Existem situações dramáticas,
em que a mãe não tem condições socioeconômicas, saúde mental ou ambiente
familiar adequados, e procura um médico para realizar um aborto. O médico vai
continuar em conflito porque lei não mudou" Mauro
Aranha, presidente do Cremesp
Para
ele, contudo, a decisão recende do STF abre uma perspectiva promissora.
"Toda criminalização que envolve a saúde afasta os pacientes do médico, e
isso em si é um grande dano". Aranha defende tirar a questão do campo do
crime e colocar no campo da saúde, dos direitos sociais e dos direitos humanos.
"O que não significa que se deva banalizar o aborto.

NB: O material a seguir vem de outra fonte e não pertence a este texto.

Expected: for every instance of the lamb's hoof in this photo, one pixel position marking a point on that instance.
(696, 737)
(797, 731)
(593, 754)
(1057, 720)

Uma nova lei deve ser
discutida por todos os envolvidos, principalmente as mulheres",
completa.
O que faltaria para a descriminalização ser
geral?
Existem
dois caminhos para que o aborto no início da gravidez seja descriminalizado
definitivamente no Brasil. Um seria por meio da criação de nova lei pelo
Congresso que reformasse o Código Penal. A outra seria com o STF decidindo em
plenário que o aborto em tais condições não é crime.
Para isso, é necessário que
uma entidade com legitimidade para entrar com ações no STF leve os ministros a
debaterem o aborto. Um exemplo é o julgamento no Supremo da possibilidade
de aborto para mulheres infectadas pelo vírus da zika. A
questão levada à Corte pela Anadep (Associação Nacional dos Defensores
Públicos), que questiona as políticas públicas do governo federal na
assistência a crianças com microcefalia, má-formação provocada pelo vírus.
O
STF também poderia editar uma "súmula vinculante", decidindo que o
aborto no início da gravidez é legal em todos os casos, se houver muitas
decisões e habeas corpus nesse sentido. Em todos os casos, o STF precisaria
entender que o Código Penal vai contra direitos fundamentais presentes na
Constituição, como fez o ministro Barroso nesse caso específico.